Jennifer stuck her head into the kitchen. “Mom, I’m going for a short bike ride to link up with Heather.”
“Okay. You two don’t be too long, though. You know the big grill celebration is set for seven o’clock, right?”
“Mom, we’ll be here. Don’t worry.”
“Then have fun.”
With a quick heave, Jennifer lifted her bike off the ceiling hooks in the garage and set it down next to their experiment bench. She was just about to press the button to open the garage door when she glanced at the bench. Her heart froze.
The QT microchip was gone. Glancing up, she saw that Mark’s bike was also gone. She couldn’t believe it. Her idiot brother had take
n the chip and gone to the Johnson house to implement that crazy scheme of his.
Jennifer opened the garage door, set her bike outside, and then returned to the button. With one more press, she darted back to the lowering door, stepped over the electric eye beam, mounted her bike, and pedaled off. She could only hope that Mark wouldn’t do something really stupid.
82
“Kid, I don’t know what you are doing here, but this isn’t your lucky day.”
It was the same high school kid Priest had seen on the street when he was following Janet. The lad was tall for his age, about six feet, with a quintessential high school athletic body: muscular and wiry. Too bad for him. That athletic career was about to come to a very abrupt end.
Priest moved forward, and surprisingly the kid moved to meet him, gliding along in a rudimentary aikido style. Priest's smile grew wider. The kid thought he was trained. It was always nice when you didn’t have to chase them.
As he approached the optimum range, Priest feinted with his left hand, then darted in low, the SAF survival knife coming in flat to facilitate its passage between the ribs and into the vital organs beyond.
The kid moved to counter the feint, leaving himself wide open for the knife attack. What shocked Priest was the speed with which the kid moved, his motions a blur, even to Priest's trained eye. Unbelievably, the knife missed its target as the kid's fist rocketed into Priest's midsection.
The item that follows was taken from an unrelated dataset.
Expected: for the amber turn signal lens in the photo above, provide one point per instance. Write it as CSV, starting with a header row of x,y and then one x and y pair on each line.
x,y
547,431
The impact of the blow was extraordinary. It felt more like the kick of a mule than a blow from a human fist. Priest felt himself slammed back into the wall with sufficient force to break three ribs and dislodge the knife from his hand, sending it sliding down the hall toward the stairs.
In full reaction mode now, Priest reached for his shoulder holster, only to have the young whirlwind close with him, the open palm of his left hand slamming into the underside of Priest's chin, sending him sliding down the hallway floor toward his knife.